La gran reina de Cifesa, el Hollywood español

La gran reina de Cifesa, el Hollywood español
La gran reina de Cifesa, el Hollywood españollarazon

Durante muchos años, antes de que Aurora Bautista irrumpiera con su magistral interpretación de Juana la Loca, Amparo Rivelles fue la reina indiscutible de Cifesa. Hija y nieta de grandes actores valencianos, Amparito Rivelles debutó en el teatro a los 14 años en la compañía de su madre, la insigne actriz María Fernanda Ladrón de Guevara, y al año siguiente en el cine en un papel de niña en «Mary Juana» (1940). Hablar de Cifesa, la mítica productora valenciana, es tanto como decir que ella sola era el Hollywood español. Aunque su fundación es anterior a la guerra civil y tras el 18 de julio se dividió en tres productoras, dos republicanas, la de Valencia y Madrid, y la de Sevilla, que apoyó el levantamiento militar, fue durante los primeros años de la posguerra cuando Cifesa, «la antorcha de los éxitos», inició su avasalladora producción de cine con estudios propios y un elenco de técnicos, directores y artistas que eran contratados como en los estudios del Hollywood clásico.

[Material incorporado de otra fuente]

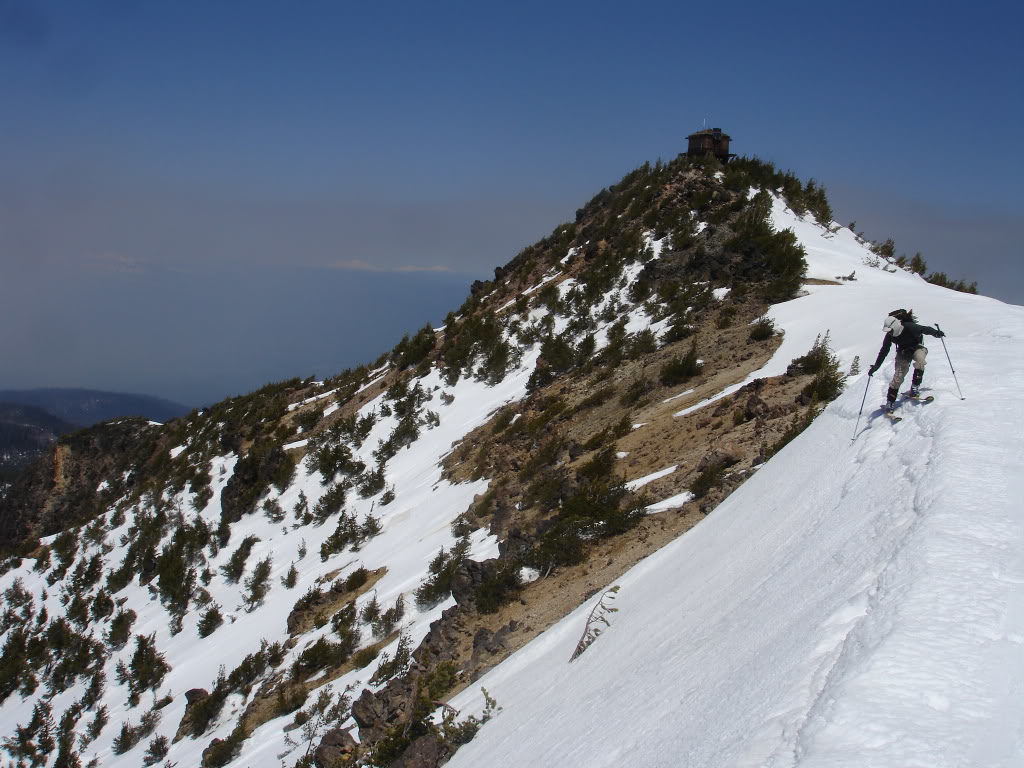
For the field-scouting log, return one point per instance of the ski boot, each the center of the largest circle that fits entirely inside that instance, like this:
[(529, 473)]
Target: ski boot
[(915, 383), (890, 406)]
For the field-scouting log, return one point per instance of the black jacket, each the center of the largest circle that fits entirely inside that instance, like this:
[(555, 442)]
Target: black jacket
[(906, 342)]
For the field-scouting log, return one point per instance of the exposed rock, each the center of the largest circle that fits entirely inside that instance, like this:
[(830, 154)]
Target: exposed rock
[(252, 474), (425, 752), (193, 697), (466, 580), (195, 694), (755, 408), (59, 489), (721, 458)]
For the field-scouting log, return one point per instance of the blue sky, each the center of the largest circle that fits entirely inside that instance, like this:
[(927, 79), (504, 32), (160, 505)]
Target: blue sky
[(242, 145)]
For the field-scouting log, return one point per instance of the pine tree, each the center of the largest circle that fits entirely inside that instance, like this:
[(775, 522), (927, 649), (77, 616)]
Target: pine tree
[(258, 584)]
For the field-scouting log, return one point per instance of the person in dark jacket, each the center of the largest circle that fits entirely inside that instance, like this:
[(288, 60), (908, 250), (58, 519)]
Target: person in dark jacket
[(902, 331)]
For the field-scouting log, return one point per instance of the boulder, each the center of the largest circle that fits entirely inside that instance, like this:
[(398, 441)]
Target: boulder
[(425, 752), (336, 748)]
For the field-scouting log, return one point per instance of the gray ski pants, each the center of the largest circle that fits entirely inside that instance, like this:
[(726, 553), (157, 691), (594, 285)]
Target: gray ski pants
[(903, 366)]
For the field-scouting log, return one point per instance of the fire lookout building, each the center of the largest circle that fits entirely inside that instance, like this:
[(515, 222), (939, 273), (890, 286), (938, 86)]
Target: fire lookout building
[(710, 141)]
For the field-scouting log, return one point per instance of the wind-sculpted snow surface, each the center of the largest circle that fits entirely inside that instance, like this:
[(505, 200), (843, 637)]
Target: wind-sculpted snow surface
[(855, 603)]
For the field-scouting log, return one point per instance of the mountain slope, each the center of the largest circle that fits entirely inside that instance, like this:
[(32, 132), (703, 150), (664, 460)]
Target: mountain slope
[(856, 602), (84, 408)]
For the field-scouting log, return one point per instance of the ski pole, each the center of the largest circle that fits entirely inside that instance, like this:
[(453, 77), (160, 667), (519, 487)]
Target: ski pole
[(943, 340), (862, 400)]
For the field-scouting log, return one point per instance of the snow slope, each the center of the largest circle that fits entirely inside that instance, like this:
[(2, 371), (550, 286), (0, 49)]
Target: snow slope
[(855, 603)]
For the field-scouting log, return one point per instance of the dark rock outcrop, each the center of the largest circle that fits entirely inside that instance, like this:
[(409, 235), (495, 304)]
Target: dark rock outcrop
[(425, 752), (59, 489), (336, 748)]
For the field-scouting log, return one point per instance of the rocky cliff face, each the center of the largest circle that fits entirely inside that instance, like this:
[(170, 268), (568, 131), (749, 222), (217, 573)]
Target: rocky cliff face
[(66, 485)]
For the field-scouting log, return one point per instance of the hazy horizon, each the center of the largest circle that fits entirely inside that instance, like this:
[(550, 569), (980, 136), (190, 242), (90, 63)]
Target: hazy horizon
[(166, 168)]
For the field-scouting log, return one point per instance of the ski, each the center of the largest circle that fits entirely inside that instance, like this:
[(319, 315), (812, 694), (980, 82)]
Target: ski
[(919, 398)]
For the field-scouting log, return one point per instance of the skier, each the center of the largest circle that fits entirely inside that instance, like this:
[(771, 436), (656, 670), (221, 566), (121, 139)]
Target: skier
[(901, 329)]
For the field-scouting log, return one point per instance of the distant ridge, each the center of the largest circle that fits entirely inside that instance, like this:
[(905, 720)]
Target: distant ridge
[(83, 408)]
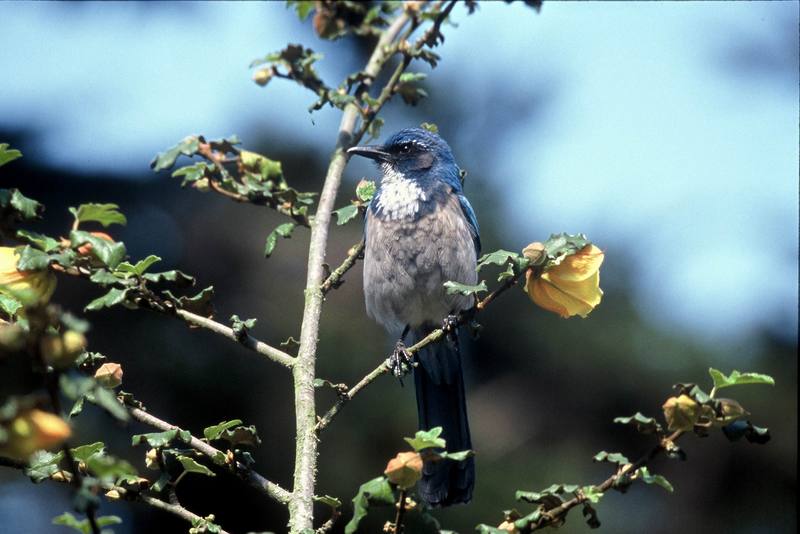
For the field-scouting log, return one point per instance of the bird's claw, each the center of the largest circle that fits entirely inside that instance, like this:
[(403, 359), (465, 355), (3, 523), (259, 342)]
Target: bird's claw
[(450, 324), (401, 361)]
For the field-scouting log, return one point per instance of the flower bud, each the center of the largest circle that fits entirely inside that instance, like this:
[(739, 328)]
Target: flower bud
[(109, 375), (33, 430), (405, 469), (262, 76), (681, 412)]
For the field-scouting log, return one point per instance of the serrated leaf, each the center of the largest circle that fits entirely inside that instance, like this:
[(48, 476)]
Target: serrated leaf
[(375, 492), (105, 214), (193, 467), (139, 269), (164, 160), (464, 289), (8, 154), (9, 305), (737, 379), (592, 494), (43, 242), (283, 230), (111, 253), (346, 214), (42, 465), (215, 431), (83, 452), (644, 474), (162, 439), (114, 297), (426, 439)]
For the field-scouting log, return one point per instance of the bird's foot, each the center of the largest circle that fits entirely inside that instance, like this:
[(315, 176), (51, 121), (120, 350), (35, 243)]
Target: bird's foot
[(450, 324), (401, 361)]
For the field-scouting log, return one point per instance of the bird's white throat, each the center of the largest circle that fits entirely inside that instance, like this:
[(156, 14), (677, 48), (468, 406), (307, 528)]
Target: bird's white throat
[(400, 197)]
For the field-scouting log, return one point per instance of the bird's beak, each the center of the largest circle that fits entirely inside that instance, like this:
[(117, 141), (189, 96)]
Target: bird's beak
[(372, 152)]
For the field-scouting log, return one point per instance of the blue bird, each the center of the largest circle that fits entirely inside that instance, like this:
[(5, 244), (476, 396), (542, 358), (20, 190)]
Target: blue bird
[(420, 232)]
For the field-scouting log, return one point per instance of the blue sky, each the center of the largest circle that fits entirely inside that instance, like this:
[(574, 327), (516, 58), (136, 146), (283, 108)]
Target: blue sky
[(651, 140)]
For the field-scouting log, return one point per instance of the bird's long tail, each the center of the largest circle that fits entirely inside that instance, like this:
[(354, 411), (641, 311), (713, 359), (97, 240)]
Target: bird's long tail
[(441, 402)]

Una de las primeras actrices que Cifesa contrató en exclusiva fue a Amparito Rivelles. Su consagración como estrella fue fulgurante. Al principio en papeles de damita joven, ya fueran en dramas líricos como «Alma de Dios» (1941), comedias como «Malvaloca» (1942) o «Los ladrones somos gente honrada»(1942), de Enrique Jardiel Poncela.

Amparo Rivelles destacó desde que pisó la escena por su elegancia y seguridad en las tablas. Tenía una belleza austera, alejada de encanto racial que representaban las dos grandes estrellas: Estrellita Castro e Imperio Argentina, mitos del cine español de los años 30. Ella, como Sarita Montiel y Ana Mariscal, con quienes coincidió en Cifesa, fue la representante de las chicas topolino de los años 40. Llevaban zapatos de cuña, trajes estampados, alguna pielecita que lucían con displicencia mientras jugaban a ser jóvenes desinhibidas, deseosas de encontrar a un hombre rico que las sacara de la miseria de aquellos años oscuros. El nombre procedía de una novela escrita por José Vicente Puente, y la referencia al topolino, el coche utilitario italiano, simbolizaba el sueño de prosperidad y bonanza económica de los españoles de entonces. En pocos años, Amparo Rivelles pasó de comedias de «teléfonos blancos» como «Deliciosamente tontos» (1943) a dramas románticos como «El clavo» (1944), de Pedro Antonio de Alarcón, que la consagró en el cine.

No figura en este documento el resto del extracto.